Industry News
WHO report adds pressure for stricter Euro-5 standards – T&E
7th March 2006
The 2005 World Health Organisation’s European Environment and Health Committee report on air pollution suggests the emissions limits in the EU’s proposed Euro-5 standards are too high, reports the European Federation for Transport and Environment (T&E) lobby group.
The WHO’s air quality guidelines on particulate matter (PM) and other air pollutants
propose lower maximum levels for both PM10 and PM2.5 than the current Euro-5 proposal. The guidelines for PM2.5 are 10μg/m3 as an annual average and 25μg/m3 as a daily average. For PM10 they are 20μg/m3 annual and 50μg/m3 daily. The WHO’s report says: “These are the lowest levels at which total, cardio-pulmonary and lung cancer mortality have been shown to increase … in response to PM2.5 in the (2002) American Cancer Society study.”
T&E also notes that recent research by two German technology institutes, the TUG and FVT, reportedly shows that NOx emissions from diesel vehicles are higher than the figures obtained from the testing procedures required under EU type approval regulations. The TUG and FVT, presenting their findings in February, suggest NOx emissions were reduced much less that had been assumed between the Euro-1 and Euro-4 standards, and indeed had not been significantly reduction in the last 13 years.
The EU test cycle has allegedly allowed manufacturers to tune engines to reduce NOx only on the test cycle, a practice known as “cycle beating”.

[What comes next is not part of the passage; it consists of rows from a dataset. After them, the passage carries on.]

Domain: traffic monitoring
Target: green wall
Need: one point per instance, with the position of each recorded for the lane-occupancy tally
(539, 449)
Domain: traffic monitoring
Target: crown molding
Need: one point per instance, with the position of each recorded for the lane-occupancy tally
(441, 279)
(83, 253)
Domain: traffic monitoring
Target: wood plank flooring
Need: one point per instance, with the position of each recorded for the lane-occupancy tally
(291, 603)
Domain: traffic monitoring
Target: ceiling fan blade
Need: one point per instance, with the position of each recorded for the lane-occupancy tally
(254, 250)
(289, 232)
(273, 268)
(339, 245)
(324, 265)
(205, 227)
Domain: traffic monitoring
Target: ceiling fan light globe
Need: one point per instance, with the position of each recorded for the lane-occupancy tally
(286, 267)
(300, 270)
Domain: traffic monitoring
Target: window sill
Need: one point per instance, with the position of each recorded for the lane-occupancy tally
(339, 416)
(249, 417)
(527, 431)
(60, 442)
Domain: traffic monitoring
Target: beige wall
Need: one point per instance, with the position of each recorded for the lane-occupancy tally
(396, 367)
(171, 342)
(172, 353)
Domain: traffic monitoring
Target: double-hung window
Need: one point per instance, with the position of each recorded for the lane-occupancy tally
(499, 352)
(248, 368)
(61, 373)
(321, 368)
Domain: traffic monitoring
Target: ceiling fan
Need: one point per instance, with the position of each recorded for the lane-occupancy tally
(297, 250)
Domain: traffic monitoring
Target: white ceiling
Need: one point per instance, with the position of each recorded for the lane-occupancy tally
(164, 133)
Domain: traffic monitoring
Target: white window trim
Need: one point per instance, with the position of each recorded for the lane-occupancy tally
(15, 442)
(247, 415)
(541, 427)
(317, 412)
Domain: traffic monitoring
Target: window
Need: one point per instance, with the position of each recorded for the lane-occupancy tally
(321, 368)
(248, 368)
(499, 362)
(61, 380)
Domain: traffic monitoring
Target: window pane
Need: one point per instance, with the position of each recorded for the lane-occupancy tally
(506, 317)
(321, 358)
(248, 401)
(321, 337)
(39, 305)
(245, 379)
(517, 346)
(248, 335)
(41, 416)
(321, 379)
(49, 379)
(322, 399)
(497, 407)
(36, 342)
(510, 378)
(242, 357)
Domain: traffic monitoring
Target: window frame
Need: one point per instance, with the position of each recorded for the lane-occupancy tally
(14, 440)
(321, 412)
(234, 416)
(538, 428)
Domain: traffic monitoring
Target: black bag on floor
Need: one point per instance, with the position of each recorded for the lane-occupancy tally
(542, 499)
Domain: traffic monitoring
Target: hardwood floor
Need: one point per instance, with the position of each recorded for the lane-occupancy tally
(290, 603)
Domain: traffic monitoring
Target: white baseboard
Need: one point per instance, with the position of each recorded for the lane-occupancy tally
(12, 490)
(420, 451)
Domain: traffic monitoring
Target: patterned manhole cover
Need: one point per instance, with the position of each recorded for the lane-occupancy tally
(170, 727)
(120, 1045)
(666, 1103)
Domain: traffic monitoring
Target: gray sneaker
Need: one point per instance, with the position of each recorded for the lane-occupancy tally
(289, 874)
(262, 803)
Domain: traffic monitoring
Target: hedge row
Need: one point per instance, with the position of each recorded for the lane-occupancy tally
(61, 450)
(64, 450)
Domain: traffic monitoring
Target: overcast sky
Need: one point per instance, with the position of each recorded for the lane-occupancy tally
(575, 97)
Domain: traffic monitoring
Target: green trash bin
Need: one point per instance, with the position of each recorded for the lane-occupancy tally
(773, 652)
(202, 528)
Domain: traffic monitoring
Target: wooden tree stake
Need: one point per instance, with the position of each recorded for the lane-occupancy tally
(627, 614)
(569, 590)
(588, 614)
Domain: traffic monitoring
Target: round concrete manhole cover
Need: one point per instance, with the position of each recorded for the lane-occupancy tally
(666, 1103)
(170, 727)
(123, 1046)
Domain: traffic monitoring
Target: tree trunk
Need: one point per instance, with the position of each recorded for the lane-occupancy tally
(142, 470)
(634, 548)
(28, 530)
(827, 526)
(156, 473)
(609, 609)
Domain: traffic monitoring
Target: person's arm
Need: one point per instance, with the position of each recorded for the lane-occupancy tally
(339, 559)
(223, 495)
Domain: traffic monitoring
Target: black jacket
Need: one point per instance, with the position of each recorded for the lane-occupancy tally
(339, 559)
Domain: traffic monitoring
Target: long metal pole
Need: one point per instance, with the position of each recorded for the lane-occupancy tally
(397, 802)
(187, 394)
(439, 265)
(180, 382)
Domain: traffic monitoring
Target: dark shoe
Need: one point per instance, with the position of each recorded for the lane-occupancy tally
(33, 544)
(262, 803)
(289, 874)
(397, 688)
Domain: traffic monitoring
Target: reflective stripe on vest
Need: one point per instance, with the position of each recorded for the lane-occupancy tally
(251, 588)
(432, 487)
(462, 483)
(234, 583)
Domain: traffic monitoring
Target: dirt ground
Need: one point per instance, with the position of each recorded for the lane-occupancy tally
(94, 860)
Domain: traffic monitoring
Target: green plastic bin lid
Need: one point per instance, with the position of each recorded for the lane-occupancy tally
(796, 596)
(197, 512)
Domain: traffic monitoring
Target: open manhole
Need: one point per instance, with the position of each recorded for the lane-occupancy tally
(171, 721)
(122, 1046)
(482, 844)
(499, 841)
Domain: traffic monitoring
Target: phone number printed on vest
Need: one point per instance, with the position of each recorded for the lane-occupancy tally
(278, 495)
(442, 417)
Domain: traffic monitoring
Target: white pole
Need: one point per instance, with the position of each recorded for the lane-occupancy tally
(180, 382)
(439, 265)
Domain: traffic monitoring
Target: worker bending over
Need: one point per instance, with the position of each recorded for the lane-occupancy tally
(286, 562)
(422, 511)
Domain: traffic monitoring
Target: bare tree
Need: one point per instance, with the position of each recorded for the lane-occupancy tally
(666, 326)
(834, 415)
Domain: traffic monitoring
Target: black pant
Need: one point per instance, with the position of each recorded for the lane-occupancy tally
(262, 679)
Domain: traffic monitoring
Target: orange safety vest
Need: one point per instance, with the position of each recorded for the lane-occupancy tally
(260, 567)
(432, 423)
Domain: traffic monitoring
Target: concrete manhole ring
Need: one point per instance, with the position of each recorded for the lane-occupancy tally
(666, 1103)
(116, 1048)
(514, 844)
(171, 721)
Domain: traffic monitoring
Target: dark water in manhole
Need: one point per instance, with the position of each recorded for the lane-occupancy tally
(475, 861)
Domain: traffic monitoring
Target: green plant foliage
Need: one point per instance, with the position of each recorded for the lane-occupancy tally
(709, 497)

T&E policy officer Aat Peterse argues for a stricter NOx standard for diesels which would force manuacturers to use after-treatment technologies rather than just tune engines to reduce NOx. As well as stopping ‘cycle beating’, this would enable manufacturers to retune engines to optimise CO2 emissions and improve efficiency, thus reducing fuel consumption, CO2 emissions, NOx and thus particulate matter, to which NOx contributes.
The US, points out T&E, has stricter standards for diesel vehicles than the EU’s proposed Euro-5 – standards which have led Mercedes-Benz to unveil its new urea aftertreatment system in a BLUETEC-branded diesel model targeted at the US market.
- The WHO says it "acknowledges that the UK government supports EC proposals for Euro-5 standards aimed at forcing adoption of diesel particulate filters on all new diesel cars and vans, and that the UK has been instrumental in progressing international research into new methods of measuring vehicle exhaust particle emissions in case the current mass-based technique proves insufficiently sensitive to force adoption of diesel particulate filters."